Since Cursor launched their Composer Agent “Yolo” mode there’s been a lot of excitement about fully AI-driven development, where developers sketch out the intent and the agent generates the code. It’s interesting stuff, and I get why people are excited.
But what’s becoming increasingly clear to me is that modern engineering best practices aren’t just nice to have in this world – they’re absolutely essential. Without them, you’re basically handing the GenAI a loaded gun and pointing it at your own foot.
For one thing, if this is the case, the value of people with my type of skills and experience have just shot up significantly, which is why I keep coming back to this Kent Beck tweet from a couple of years ago:

Why good engineering practices matter more than ever
I see a lot of guides and people comparing using GenAI in software development to a pairing with a junior developer, but that’s the wrong analogy.
It’s much more like a toddler.
Just like a young child, GenAI has no real-world context. It grabs random things, unexpectedly veers off in bizarre directions, and insists it’s right even when it’s covered in spaghetti. It’ll confidently hand you a “masterpiece” that’s just glue and glitter stuck to your phone. Anyone who’s had young children will know this very well – you can’t leave them alone for a second.
GenAI can produce plausible-looking code at incredible speed, but it will happily generate code that’s subtly, or spectacularly, wrong.
Without good practices and strong guardrails around it all, you’re not accelerating delivery – you’re accelerating chaos.

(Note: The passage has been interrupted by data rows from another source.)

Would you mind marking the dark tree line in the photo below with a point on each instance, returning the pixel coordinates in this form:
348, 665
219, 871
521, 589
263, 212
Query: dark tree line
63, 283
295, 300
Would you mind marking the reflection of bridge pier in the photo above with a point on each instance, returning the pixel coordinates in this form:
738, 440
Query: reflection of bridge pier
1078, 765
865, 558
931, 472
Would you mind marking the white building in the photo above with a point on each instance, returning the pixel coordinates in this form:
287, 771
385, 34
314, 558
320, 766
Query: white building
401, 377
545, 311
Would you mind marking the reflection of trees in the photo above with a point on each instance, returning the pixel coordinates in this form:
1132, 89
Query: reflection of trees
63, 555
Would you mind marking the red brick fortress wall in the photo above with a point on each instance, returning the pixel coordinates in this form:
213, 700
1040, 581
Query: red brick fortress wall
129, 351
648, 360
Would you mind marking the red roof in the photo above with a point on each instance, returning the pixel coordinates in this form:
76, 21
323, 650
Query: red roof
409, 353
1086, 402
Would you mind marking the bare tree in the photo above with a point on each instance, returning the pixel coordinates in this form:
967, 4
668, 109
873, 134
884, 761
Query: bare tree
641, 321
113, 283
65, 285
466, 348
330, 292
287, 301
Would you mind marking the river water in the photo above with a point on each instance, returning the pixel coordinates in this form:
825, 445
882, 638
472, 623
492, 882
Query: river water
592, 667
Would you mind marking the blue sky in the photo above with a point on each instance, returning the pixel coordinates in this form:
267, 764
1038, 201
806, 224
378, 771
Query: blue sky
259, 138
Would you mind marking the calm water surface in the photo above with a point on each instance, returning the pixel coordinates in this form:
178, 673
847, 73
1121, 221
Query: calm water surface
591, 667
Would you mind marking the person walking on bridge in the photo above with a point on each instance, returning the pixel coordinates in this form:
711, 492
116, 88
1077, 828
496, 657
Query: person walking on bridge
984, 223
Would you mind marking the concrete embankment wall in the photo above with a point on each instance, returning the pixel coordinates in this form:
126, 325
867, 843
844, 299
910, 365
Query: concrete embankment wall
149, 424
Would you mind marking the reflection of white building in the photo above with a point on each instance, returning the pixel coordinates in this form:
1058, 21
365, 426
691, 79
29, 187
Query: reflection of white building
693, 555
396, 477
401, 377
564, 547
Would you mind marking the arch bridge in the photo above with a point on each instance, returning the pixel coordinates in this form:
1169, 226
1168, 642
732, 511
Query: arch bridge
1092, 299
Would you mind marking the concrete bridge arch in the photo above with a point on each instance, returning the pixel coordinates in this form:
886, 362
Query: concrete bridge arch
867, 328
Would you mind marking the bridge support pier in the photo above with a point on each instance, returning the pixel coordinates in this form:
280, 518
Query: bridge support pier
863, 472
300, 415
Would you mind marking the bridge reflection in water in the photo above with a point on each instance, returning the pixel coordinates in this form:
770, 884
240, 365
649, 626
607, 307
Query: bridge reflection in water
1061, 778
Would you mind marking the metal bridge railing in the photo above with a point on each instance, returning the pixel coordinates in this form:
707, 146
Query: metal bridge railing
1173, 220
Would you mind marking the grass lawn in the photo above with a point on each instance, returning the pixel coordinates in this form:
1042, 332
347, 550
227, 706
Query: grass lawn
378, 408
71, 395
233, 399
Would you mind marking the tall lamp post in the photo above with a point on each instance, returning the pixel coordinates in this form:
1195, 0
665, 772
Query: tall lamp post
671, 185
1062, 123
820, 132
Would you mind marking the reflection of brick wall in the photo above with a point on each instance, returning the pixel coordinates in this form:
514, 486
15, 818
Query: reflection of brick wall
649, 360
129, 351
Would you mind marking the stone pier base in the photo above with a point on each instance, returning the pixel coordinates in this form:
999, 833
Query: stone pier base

The engineering practices that matter
None of these are new. They’re well-established, widely recognised best practices for building and maintaining software. They’ve always mattered – but now they’re essential. If you’re not in good shape on these fronts, I’d strongly suggest staying away from AI-driven development until you are. Otherwise, you’re putting your foot down on a trip to disaster.
- Clear requirements and expected outcomes – Knowing what you’re building and why, with clear, well understood, outcome-based requirements and definitions of success.
- Clean, consistent, loosely coupled code – Code that’s easy to understand, maintain, and extend, with clear separation of concerns, high cohesion and minimal unnecessary dependencies.
- High and effective automated testing – Unit tests, integration tests, E2E tests all running as part of your deployment pipeline.
- Frequent code check-ins – Regularly checking in code, keeping branches short-lived.
- Continuous Delivery – highly automated build and deployment. Releasing frequently (not every 2 weeks)
- Static analysis – Automated checks for code quality, vulnerabilities, and other issues, baked into your pipelines.
- Effective logging and monitoring – Clear visibility into what’s happening in in all environments, so issues can be identified and understood quickly.
- Infrastructure as code – Consistent, repeatable infrastructure and environments, easy to maintain and keep secure.
- Effective documentation – Lightweight, useful documentation that explains why something was done, not just what was done.
Most common but not common
I’ve long opined that whilst these are the most well established and common best practices, they are still far from common. Only a relatively small proportion of organisations and teams actually follow them well, and the amount of people in the industry with the skills is still comparatively small.
The reality is, most of the industry is still stuck in bad practices – messy code, limited automated testing, poor automation and visibility, and a general lack of solid engineering discipline.
If those teams want to lean heavily into GenAI, they’ll need to seriously improve their fundamentals first. For many, that’s a long, difficult journey – one I suspect most won’t take.
While already high-performing teams will likely see some benefit, I predict most of the rest will charge in headfirst, blow up their systems, and create plenty of work for consultants to come in to clean up the mess.
Final Thought
GenAI isn’t a shortcut past the hard work of good engineering – it shines a spotlight on why the established good practices were already so important. The teams who’ve already invested in strong engineering discipline will be the ones who may see real value from AI-assisted development.
For everyone else, GenAI won’t fix your problems – it’ll amplify them.
Whether it leads to acceleration or chaos depends entirely on how strong your foundations are.
If you’re serious about using GenAI well, start by getting your engineering house in order.